The men flailed, their bodies writhing in torment as the divine flames consumed them, searing flesh from bone with an unceasing, unholy heat. Blind with pain, they staggered towards the ocean, driven mad by the agony that refused to relent. One by one, they plunged into the churning waves, their screams swallowed by saltwater. When the last head finally disappeared beneath the waves, leaving only the steaming surface of the ocean as a grim testament to their fate, I forced myself to look back at the island. The lush, vibrant glade that had teemed with life only hours before had been obliterated, scorched to a desolate wasteland.
And in that moment of silence, of utter devastation, I realised that there was no one left but myself and Odette.
Almost immediately, the wind died down to an eerie calm, the sea as still as glass. I watched Odette walk towards the ocean, her vision fixed on the horizon. There was something different in her posture, a tension that made me wary.
She wasn’t doing what I thought she was doing, surely – we had just survived.
Only the two of us had survived.
I stood and approached her quietly, unsure of what to say, but as I reached her side, I heard her mutter something under her breath, soft enough for the wind to carry away, that made my blood run cold.
“I revoke my vow,” she said, her voice trembling with resolve. “I revoke it, and I offer myself in its place, for nothing can be worse than what you have already put us through.”
My heart hammered against my ribcage. What vow ?

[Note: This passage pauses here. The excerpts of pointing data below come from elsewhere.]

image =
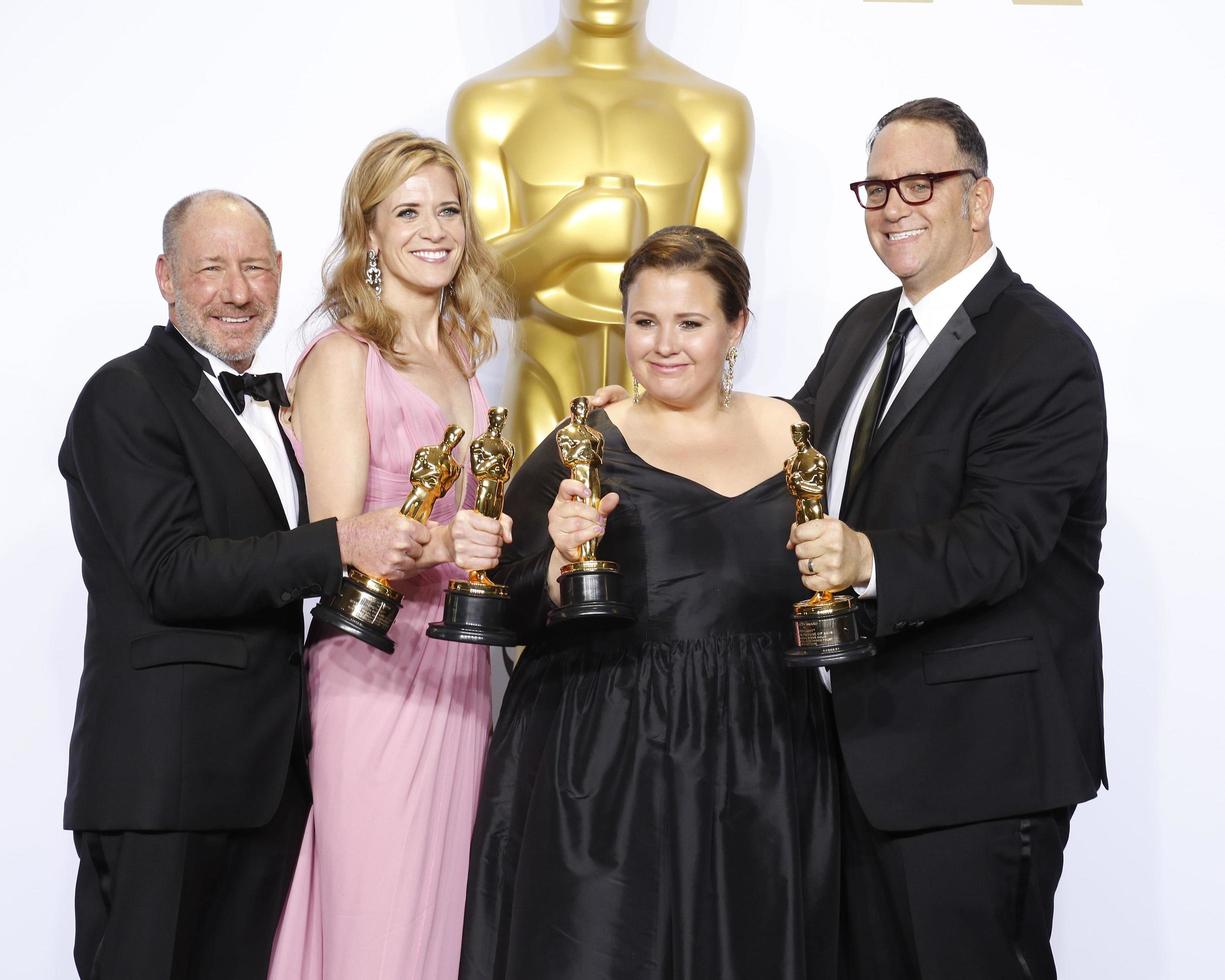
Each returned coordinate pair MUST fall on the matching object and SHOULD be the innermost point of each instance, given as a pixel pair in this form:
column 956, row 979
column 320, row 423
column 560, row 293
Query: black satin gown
column 660, row 799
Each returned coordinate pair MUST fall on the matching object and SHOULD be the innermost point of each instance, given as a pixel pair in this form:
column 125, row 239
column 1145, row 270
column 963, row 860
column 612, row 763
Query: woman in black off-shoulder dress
column 660, row 799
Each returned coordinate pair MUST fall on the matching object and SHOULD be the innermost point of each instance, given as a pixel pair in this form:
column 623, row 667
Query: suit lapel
column 299, row 477
column 210, row 403
column 833, row 397
column 952, row 337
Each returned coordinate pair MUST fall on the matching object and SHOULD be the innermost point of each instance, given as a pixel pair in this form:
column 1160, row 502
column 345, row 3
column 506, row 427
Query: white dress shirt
column 262, row 426
column 931, row 314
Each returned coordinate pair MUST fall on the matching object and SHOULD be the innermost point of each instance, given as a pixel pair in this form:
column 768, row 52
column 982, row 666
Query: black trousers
column 188, row 905
column 973, row 902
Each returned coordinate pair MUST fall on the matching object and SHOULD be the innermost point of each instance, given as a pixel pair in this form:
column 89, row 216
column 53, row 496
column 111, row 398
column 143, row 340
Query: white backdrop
column 1105, row 142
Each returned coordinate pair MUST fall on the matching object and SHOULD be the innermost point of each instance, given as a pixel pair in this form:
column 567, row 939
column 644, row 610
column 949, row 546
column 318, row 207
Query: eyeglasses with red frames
column 914, row 189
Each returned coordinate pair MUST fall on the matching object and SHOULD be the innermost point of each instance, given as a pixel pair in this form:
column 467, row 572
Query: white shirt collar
column 937, row 308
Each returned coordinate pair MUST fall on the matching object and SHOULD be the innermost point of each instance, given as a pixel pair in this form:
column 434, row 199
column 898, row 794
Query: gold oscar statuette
column 365, row 605
column 589, row 588
column 475, row 610
column 826, row 630
column 577, row 148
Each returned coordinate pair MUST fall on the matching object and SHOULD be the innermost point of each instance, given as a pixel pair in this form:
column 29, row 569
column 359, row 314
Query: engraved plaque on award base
column 591, row 589
column 826, row 632
column 365, row 605
column 477, row 610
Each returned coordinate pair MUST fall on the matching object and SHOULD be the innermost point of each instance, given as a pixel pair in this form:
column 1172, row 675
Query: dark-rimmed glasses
column 914, row 189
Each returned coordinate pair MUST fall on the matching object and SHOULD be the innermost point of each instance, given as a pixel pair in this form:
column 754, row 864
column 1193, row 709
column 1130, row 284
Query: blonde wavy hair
column 475, row 294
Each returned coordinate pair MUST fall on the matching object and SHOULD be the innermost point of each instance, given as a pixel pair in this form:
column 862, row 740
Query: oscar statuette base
column 364, row 608
column 827, row 633
column 591, row 591
column 474, row 613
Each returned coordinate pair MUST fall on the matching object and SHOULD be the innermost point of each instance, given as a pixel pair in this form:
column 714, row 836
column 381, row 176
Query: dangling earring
column 729, row 376
column 374, row 275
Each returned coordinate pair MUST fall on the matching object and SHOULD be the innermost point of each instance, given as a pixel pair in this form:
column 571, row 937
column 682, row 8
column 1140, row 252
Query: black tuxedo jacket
column 191, row 684
column 984, row 497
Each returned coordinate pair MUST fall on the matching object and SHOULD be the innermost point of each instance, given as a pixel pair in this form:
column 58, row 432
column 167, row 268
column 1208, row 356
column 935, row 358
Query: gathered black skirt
column 667, row 810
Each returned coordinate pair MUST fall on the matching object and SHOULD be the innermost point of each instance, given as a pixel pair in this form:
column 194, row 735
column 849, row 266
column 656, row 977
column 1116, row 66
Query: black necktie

Before I could ask, the sea beneath our feet churned once again until a whirlpool formed beneath us, its gaping maw widening with every passing second.
“Odette!”
My voice was swallowed by the roar of the water, but she turned to face me, her expression calm, almost serene. Our last remaining ship tilted dangerously, before there was a deafening crack and the boat was torn in two, the mast splintering as it was swallowed by the whirlpool.
I reached for Odette, who stood too close to the lip of the vortex, but she was already slipping from my grasp, her body pulled towards the ocean.
“NO!” I lunged forward, the force of the water dragging me down.
I caught one last glimpse of Odette, her now shoulder-length hair swirling around her like a dark halo, before the water closed over my head. The pressure was immense, crushing the air from my lungs as I was spun helplessly in the current. My vision blurred, and I fought to stay conscious, to keep my eyes on her.
I failed.
I felt hands, cold and trembling, drag me onto a piece of drifting wood in my semi-conscious state, but my strength was nearly spent after surviving the violent currents. It was all I could do to hold on, to float, to be carried away to wherever the gods were sending me next.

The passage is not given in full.